Il 19 febbraio del 1995 la Lazio di Zeman diede spettacolo, rifilando un sorprendente 4-0 al Milan di Capello, allora campione in carica. In quella stagione fu una Lazio forte e spettacolare, che concluse seconda a pari punti con il Parma e con il miglior attacco, grazie alle 69 reti segnate.

La Lazio si schierò con il tradizionale 4-3-3, con il tridente offensivo formato da Rambaudi, Casiraghi e Signori. Il Milan rispose con il 4-4-2, con Eranio e Donadoni sulle fasce, Simone e Massaro a formare la coppia d'attaccanti. 


Il Milan andò sotto al 18', quando Casiraghi, sfruttando un erroraccio di Baresi, si involò verso Rossi, superandolo con freddezza.

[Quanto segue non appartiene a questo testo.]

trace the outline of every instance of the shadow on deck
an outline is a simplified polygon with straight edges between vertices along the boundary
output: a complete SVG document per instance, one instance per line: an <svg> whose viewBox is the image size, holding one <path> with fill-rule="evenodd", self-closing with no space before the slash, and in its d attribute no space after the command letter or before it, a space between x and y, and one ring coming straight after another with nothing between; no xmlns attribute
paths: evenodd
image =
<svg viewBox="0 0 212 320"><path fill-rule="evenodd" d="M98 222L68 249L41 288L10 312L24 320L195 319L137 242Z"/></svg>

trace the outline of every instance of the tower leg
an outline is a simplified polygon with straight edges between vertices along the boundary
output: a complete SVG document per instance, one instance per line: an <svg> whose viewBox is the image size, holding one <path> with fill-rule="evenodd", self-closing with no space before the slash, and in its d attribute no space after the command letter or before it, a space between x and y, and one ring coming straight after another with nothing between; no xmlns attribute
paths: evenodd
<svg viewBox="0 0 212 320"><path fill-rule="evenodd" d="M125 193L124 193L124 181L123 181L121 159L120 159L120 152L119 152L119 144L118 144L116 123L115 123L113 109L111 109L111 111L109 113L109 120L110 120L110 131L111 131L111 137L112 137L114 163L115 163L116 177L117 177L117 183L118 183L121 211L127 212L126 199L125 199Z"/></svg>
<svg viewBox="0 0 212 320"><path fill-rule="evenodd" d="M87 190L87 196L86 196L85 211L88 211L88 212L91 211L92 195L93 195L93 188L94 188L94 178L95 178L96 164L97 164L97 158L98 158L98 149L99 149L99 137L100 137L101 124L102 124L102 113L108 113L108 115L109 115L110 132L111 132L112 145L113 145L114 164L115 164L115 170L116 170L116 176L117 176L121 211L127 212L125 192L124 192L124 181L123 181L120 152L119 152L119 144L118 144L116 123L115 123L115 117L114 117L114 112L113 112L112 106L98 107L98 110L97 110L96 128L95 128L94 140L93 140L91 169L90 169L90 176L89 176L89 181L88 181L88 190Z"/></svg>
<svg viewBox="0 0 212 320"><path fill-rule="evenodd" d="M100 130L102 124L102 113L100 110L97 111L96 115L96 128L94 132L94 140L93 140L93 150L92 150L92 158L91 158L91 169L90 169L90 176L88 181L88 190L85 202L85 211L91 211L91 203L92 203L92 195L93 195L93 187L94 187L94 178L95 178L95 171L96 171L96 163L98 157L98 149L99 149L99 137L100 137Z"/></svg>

Nella ripresa invece si scatenò Signori: prima con uno splendido tiro al volo, poi su rigore (il fallo costò il rosso a Maldini) e infine su assist di Winter, con un tiro che fu deviato da Baresi. Infatti non fu assegnata la tripletta all'attaccante, ma fu indicato l'autogol del capitano rossonero. 



A livello di pagelle, la Gazzetta dello Sport incoronò Signori come migliore in campo. Costacurta e Donadoni si divisero invece la palma di peggiore. Il difensore in particolare fu graziato due volte: sullo 0-0 per un fallo da rigore su Casiraghi, poi per un fallo a interrompere una chiara occasione da gol di Signori, che gli sarebbe dovuto costare un "rosso".